On September 21, 2019, I went on my first mentor team outing. It ended up being the only in-person outing I attended with Team Z. (I did, however, subsequently engage with team members briefly at the 2019 holiday party. We also worked together extensively on Zoom during the early days of the Covid-19 pandemic, i.e., from June 6, 2020 to September 12, 2020, to produce one of the principal artifacts of this study.) I recorded this voice memo in two parts at the outing location before the team arrived.
This audio was created outdoors with a smartphone—which is to say that it doesn’t sound very good. I Include it mostly to register in a human way just how nervous I was before this meeting. The specter of a difficult “launch day” during my pilot study was definitely looming large in my consciousness.
Annotated Transcript
Well, it’s about 1:35 on September 21, and I’m standing outside of the cafe where I’m going to meet, uh, [Zoe] and her mentors. This is the first time that we’re gonna meet as a team. I’ve met her before as part of All Tapestry events, but, uh, but this is the first time we’re actually going to be like talking about the project and, um, you know, trying to get on board.

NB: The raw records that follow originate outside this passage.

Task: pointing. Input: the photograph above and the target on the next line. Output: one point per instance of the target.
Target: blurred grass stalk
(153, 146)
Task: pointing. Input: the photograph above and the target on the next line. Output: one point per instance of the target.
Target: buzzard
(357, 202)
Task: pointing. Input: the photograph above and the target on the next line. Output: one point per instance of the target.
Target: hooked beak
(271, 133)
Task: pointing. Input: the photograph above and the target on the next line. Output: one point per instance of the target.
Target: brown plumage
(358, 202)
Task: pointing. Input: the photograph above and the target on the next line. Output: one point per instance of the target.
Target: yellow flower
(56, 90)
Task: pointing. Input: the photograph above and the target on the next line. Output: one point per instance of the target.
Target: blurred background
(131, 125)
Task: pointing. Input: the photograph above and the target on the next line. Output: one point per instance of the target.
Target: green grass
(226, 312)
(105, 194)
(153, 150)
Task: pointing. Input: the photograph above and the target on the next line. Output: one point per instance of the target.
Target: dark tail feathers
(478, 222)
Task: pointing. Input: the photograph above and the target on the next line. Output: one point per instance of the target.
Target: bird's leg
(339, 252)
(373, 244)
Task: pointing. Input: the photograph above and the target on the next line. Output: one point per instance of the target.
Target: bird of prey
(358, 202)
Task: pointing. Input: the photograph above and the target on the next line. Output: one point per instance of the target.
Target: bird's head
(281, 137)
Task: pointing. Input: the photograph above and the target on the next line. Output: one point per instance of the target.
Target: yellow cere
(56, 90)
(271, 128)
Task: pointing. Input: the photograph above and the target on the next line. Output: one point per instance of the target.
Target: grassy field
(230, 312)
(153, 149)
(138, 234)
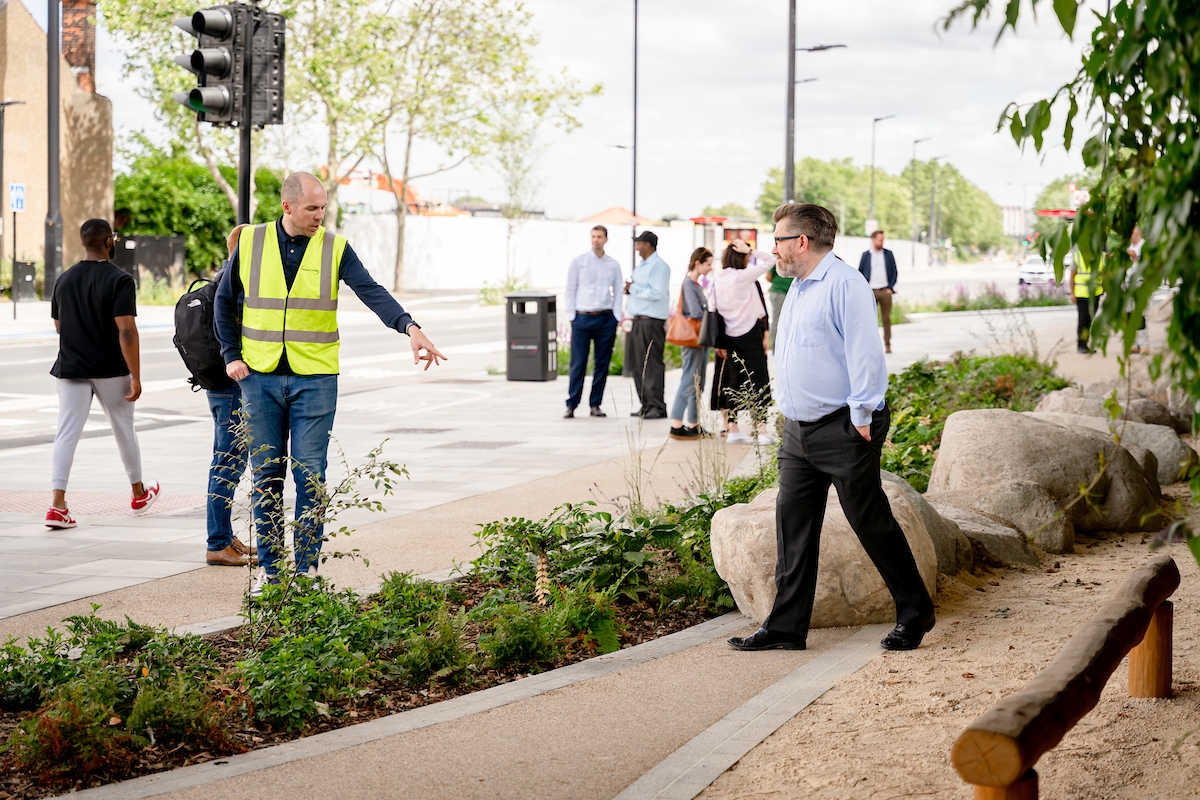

In short, I didn’t have much relational credibility last time, and only a few people, the people who already knew me, agreed to participate in the storytelling project for my pilot study. It was embarrassing, and frankly scary.
And that was such a challenge last time that I, uh, I’m a little bit, a little bit nervous, although a little less so than last time. I think we’ve got a better plan [laughs] this time around. The goal for today is basically introduce ourselves to each other, get to know each other a little bit.
I’m going to talk about, you know, my role, which is, you know, as, as an education researcher who’s interested in how people learn to make media outside of school kinds of settings. I’m going to talk about how I’m a classmate of [Hannah] and she knew about the kind of work that I did and was really interested in partnering so that we could start to, or continue to, tell some of the stories about what [bus pulls up] what Tapestry teams do and what their relationships are like and what they do together [sound of bus announcement necessitated cutting here] and what they mean to each other. Yeah, that’s—I have to edit out that, uh, public transit always gets me, there’s always identifying information, being spoken by loudspeakers.
Anyway, I am a little nervous and a little excited, and I think it’s gonna be great and we’ll see how things go. I’ll probably have another voice memo afterward, uh, definitely lots of, lots of notes and we’ll start charting a way forward about how this group makes sense of their experience of being a little community together. [cut]
I’m still waiting, so I thought I’d do a couple of observations. There’s lots of beautiful city-specific art on the wall. Looks like probably done by local artists with little write-ups. There’s a sign inside that says “eat and love” and another one says “happiness is homemade.”
Yeah, there’s a sort of range of folks here. In fact, now I’m wishing I had reserved a table. There is one high-top table in the corner that has four stools, so we might have to sit there. The other tables all look like they take him. So we’ll see how that goes.
It looks like a youngish clientele on average. A couple other folks as well. Looks like a mixed race and ethnicity group. It’s incredibly warm here today. People are in shorts and t-shirts and listening to headphones and, you know, doing all the stuff people do in coffee shops, it looks like.